Quel que soit notre pays de résidence, les changements démographiques survenus sur le globe sont indéniables. Ces changements, qui ont inévitablement influencé nos sociétés, se manifestent également dans les salles de classe : le monde de l’éducation – particulièrement aux adultes – a radicalement changé au cours des 25 dernières années, tout comme notre compréhension de celui-ci.

Mes 21 ans d’expérience comme professeure d’anglais au Canada m’ont convaincue que l’éducation est un droit fondamental. Mais pour les nouveaux arrivants (dont beaucoup sont déjà hautement scolarisés), l’apprentissage de l’anglais, c’est encore plus : c’est un aspect essentiel de leur intégration à la culture canadienne, qui leur est souvent complètement étrangère. Au cours des deux dernières décennies, j’ai enseigné à des élèves d’âges variés – de 17 à 75 ans. J’ai aussi eu la chance d’apprendre à connaître des gens des quatre coins de la planète, notamment l’Amérique latine, l’Afrique occidentale et du Nord, le Moyen-Orient, l’Europe de l’Est et l’Asie.

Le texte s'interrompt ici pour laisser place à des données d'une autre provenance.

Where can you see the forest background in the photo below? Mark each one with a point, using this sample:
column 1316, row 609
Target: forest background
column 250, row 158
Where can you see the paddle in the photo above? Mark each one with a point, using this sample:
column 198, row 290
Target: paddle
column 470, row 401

Le Québec d’aujourd’hui est une province majoritairement francophone. La langue maternelle la plus fréquente est le français, et l’anglais est généralement enseigné à l’école. Au sein du Canada, nous sommes une « société distincte ». Ce n’est pas un problème pour mes étudiants africains; mais pour les autres, c’est parfois tout un défi. Comment les nouveaux arrivants, qui ne parlent ni français ni anglais, peuvent-ils participer pleinement à la société? Comment peuvent-ils obtenir des emplois dans leur domaine s’ils ne sont à l’aise dans aucune des deux langues officielles du Canada, et n’ont aucune expérience de travail au pays?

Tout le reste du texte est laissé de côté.